Like I said in my flying solo post, I’d rather be happy alone than unhappy and part of a couple. For any of you out there in miserable relationships life is too fucking short to live under that kind of stress – the only thing worse than being physically sick is being both physically and emotionally sick.
People don’t really care.
It’s a hard one to accept, but if you’re not going to get better most people just lose interest. For the most part this includes medical staff, shocking as that sounds. They have finite resources and concentrate those on people they can actually help.

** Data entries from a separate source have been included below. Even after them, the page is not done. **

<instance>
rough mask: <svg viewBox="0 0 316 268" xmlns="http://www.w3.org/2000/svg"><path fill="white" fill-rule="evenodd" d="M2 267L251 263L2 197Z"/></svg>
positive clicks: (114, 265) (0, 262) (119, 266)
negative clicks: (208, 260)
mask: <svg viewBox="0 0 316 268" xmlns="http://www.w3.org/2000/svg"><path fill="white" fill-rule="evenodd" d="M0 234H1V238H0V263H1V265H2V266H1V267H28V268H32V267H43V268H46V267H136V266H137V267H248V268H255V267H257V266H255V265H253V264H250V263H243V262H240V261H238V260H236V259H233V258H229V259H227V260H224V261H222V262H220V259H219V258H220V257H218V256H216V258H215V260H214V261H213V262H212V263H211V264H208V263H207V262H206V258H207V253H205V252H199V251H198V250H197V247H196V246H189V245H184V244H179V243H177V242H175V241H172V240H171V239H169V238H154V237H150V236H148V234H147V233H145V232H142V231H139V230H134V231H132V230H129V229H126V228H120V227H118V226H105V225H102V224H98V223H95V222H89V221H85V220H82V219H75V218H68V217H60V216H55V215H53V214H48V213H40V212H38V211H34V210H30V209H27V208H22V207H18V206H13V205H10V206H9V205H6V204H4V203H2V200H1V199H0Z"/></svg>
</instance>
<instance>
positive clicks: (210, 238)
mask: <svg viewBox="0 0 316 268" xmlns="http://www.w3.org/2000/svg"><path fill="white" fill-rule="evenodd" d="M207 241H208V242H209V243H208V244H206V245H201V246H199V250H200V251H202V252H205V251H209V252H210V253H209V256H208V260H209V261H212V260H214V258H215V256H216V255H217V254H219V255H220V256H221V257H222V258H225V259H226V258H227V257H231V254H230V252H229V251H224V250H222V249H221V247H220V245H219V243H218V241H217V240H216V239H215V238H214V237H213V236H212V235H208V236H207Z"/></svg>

I was angry about this for a very, very long time then I just let it go. I am incurable. Worse, for the most part I am untreatable. This is where acceptance comes in and it’s tough to accept that you’re kind’ve on your own with your pain and suffering and that there’s realistically nothing much anyone can do.
As a child if I fell over I’d go crying to my Mum who would hug me, bathe my knee, put some Germolene and a plaster on and send me back out to play. In our sub-conscious mind we kind’ve expect this as grown-ups and it comes as a shock to discover not everything is fixable with a cuddle and a bandaid.
It’s also easy to be hard on friends and family for ignoring us or not accepting our limitations, but they’re just people. They have insecurities, flaws, busy lives. They can just be downright insensitive, uncaring, judgemental dickheads. When I was healthy I didn’t give a toss about anyone but myself if I’m honest and certainly wouldn’t have spent any of my precious spare time with a sick person who couldn’t even go out the house or do anything fun. It isn’t a judgement on them any more than it’s a judgement on you.
Of all of the above. So incredibly liberating and enabling and something I was lucky enough to learn fairly early on in my journey. Acceptance does not mean giving up, far from it – if I’d given up I would never have been diagnosed with EDS or MCAD. But for me accepting every aspect of my diseases has been crucial to living my life with gusto, peace and joy. It is what it is.